28 Aralık 2008 Pazar

Ben bu hafta limon sıkıcağı seçtim
Benimki kırmızı olan, turuncuya mahavishnu kondu çünkim.

Bunları almamın hikayesini zaten biliyosunuz. Mavi bi tane vardı ona da Rengin Teyze kondu.
Valla çok da yararlı değil ama sempatiksel bişey bence



24 Aralık 2008 Çarşamba

Ders vakti

Eveet, soğukların da bastırması ile kendimi progressive müziğe (ne alakadır ki sormayın) adamış bulunuyorum (bi saniye ben zaten dinliyodum kiea ?!?). Amma ve lakin, progressive nedir ne değildir iyice sindirebilmeniz içim parça parça değil de, albüm albüm yazayım ben. Çünkü prog bir bütündür, ayrı ayrı eleştirilemez.

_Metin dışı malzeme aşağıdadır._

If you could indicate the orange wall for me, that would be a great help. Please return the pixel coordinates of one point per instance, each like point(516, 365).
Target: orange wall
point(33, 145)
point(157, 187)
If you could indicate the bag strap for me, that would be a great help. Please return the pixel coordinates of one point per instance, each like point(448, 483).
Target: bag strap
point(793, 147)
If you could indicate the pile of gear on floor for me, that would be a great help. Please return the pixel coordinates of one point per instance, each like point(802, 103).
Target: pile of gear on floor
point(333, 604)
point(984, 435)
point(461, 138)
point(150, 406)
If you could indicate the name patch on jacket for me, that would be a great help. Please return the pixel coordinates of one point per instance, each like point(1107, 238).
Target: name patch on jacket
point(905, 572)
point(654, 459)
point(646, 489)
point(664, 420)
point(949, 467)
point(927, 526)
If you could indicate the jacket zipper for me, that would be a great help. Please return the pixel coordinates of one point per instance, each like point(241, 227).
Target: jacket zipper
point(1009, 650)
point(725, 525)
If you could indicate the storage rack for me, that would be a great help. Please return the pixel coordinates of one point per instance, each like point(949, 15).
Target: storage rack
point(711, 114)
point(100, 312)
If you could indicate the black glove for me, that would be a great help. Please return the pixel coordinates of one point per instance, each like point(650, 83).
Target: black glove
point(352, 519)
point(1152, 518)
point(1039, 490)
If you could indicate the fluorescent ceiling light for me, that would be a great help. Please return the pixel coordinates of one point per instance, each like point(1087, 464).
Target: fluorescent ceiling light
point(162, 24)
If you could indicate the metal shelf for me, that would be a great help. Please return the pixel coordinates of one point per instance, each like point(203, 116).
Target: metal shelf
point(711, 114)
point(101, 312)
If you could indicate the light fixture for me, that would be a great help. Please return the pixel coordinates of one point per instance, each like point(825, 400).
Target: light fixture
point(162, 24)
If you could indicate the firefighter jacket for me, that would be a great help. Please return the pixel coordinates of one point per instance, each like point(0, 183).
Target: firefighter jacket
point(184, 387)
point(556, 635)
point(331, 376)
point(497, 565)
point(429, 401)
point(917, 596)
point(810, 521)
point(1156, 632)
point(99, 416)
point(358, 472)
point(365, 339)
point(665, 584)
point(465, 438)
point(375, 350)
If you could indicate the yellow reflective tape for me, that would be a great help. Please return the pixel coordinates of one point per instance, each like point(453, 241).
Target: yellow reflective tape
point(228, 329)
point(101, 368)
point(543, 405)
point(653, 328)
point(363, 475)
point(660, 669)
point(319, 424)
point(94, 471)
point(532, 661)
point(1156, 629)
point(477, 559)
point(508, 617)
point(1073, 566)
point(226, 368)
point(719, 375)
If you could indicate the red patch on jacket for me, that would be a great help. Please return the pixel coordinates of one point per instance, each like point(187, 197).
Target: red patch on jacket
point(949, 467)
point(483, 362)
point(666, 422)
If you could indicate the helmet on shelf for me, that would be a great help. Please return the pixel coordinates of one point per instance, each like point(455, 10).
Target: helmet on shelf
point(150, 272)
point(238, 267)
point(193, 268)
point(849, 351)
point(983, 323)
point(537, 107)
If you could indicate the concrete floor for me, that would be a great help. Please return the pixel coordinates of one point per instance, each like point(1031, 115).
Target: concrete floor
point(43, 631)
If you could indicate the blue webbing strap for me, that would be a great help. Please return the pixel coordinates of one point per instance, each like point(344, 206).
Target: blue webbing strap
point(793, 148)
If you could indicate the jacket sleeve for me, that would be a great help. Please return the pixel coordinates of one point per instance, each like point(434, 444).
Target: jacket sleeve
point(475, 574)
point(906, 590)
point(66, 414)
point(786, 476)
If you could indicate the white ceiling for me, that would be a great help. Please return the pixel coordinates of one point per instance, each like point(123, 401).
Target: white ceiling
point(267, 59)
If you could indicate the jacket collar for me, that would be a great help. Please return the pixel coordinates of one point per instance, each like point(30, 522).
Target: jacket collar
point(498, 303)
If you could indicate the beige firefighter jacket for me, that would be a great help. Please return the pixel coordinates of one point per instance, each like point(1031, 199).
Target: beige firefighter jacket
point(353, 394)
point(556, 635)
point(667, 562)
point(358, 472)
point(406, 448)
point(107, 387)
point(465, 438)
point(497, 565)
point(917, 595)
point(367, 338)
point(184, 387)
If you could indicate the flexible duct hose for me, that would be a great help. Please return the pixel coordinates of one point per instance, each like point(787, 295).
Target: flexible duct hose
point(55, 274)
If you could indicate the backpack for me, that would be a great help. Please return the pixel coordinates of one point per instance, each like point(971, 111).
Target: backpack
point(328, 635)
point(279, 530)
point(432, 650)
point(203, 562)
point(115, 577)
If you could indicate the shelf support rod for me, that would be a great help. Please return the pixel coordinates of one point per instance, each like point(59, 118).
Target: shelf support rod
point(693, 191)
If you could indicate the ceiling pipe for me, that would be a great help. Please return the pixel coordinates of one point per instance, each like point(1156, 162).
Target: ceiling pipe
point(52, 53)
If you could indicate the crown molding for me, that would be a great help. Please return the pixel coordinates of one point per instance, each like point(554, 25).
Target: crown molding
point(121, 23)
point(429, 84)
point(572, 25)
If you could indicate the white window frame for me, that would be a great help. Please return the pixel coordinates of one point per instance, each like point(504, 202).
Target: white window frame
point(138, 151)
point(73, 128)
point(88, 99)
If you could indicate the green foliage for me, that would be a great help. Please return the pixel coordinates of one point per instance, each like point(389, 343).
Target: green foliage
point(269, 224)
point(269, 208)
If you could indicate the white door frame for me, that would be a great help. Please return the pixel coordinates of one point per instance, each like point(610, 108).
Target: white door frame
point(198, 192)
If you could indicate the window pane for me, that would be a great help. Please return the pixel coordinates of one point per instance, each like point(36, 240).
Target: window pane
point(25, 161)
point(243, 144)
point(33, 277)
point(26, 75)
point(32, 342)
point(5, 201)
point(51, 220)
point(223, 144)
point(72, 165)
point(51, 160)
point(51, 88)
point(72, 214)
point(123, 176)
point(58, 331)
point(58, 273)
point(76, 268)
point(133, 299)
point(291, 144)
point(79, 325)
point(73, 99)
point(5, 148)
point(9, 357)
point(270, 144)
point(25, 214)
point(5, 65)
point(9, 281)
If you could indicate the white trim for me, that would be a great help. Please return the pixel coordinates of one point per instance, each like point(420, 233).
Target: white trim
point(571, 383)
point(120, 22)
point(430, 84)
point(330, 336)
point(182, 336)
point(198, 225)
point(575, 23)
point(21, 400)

King Crimson - In Court of Crimson King ( ilk prog. albümü sayılır kendileri dinlerken saygı gösteriniz)
Rush - 2112 (enstürmental ağırlıklıdır, dinleyerek hoşça vakit geçirebilirsiniz)
Dream Theater - Train of Thought, Systematic Chaos, Scenes From A Memory (arşivinizde yoksa zaten.. )
Tool - Opiate,Lateralus,Ænima ( çooook hoş albümlerdir, maşvişnu ya inanmayın siz)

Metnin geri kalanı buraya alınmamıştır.